To enhance the efficiency of contact between a solid organometal compound and a carrier, there have been proposed a variety of methods or ideas. For instance, a method in which solid organometal compounds are employed in the form of powder or needles is disclosed in Japanese Patent Provisional Publication 63-55194 and 63-11598. Besides, Collected Resume of 49th Meeting of Society of Applied Physics, 5P-W-7, p. 237 discloses that a porous filter for dispersing a carrier gas is disposed at the apex of dip tube inserted in a cylinder cabinet.
However, in either of these cases, it is impossible to precisely control the quantity of the vaporized organometal compound at the outlet of the cylinder within a variation ranging from 5 to 10%. In particular, in case of using organometal compound in the form of powder as in Japanese Patent Provisional Publication 63-55194 and 63-11598, it is necessary to introduce such powder into the cylinder cabinet through a blank plug or the like after pulverizing the solid organometal compound externally since it is very difficult to make pulverization within the cylinder cabinet.

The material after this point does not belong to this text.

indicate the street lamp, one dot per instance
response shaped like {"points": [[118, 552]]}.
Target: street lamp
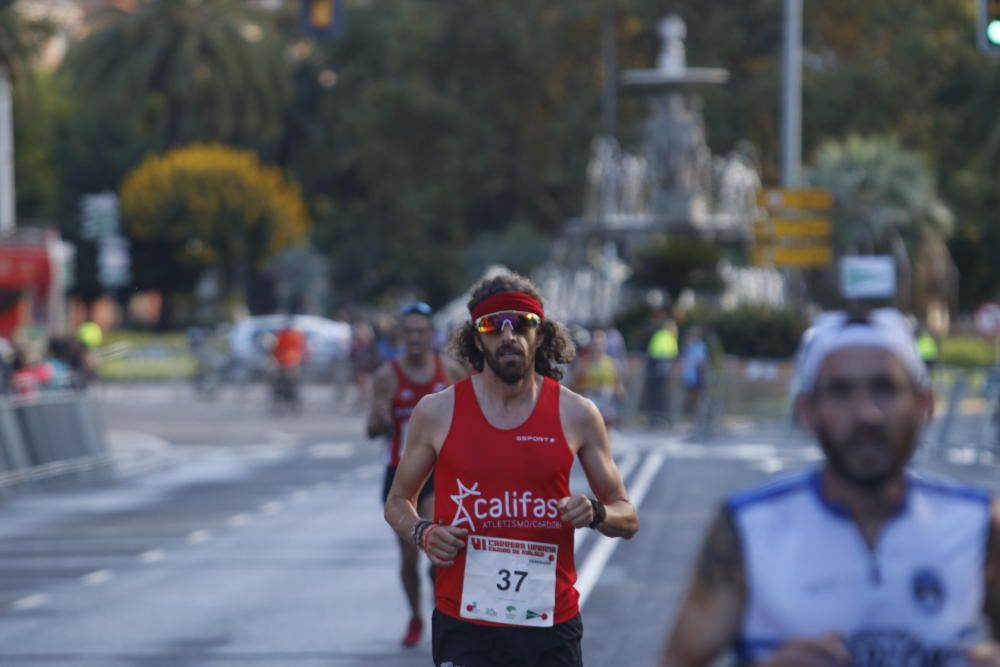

Besides, the organometal compounds are in general highly toxic and highly reactive with oxygen and water. For this reason, a special installation to isolate from external atmosphere is needed to introduce the powder into the cylinder cabinet and, further, the powder as the starting material is often contaminated during pulverization and charging operations.
It is also necessary to maintain the pressure in the vicinity of the carrier gas inlet and outlet for the cylinder cabinet at ordinary pressure even if crystals grow according to the low pressure MOCVD technique. For this reason, it is needed to continuously perform fine adjustment of the needle valve 10 as shown in FIG. 6 which illustrates the structure of a conventional apparatus for vaporizing an organometal compound and supplying the resulting vapor thereof to a crystal growth chamber. The control of the amount of the vaporized organometal compound thus requires a great deal of labor. Furthermore, it is difficult to perform an instantaneous interruption of the supplying of the starting materials and rapid switching of them. Therefore, the sharpness of the crystal growing boundary is greatly impaired.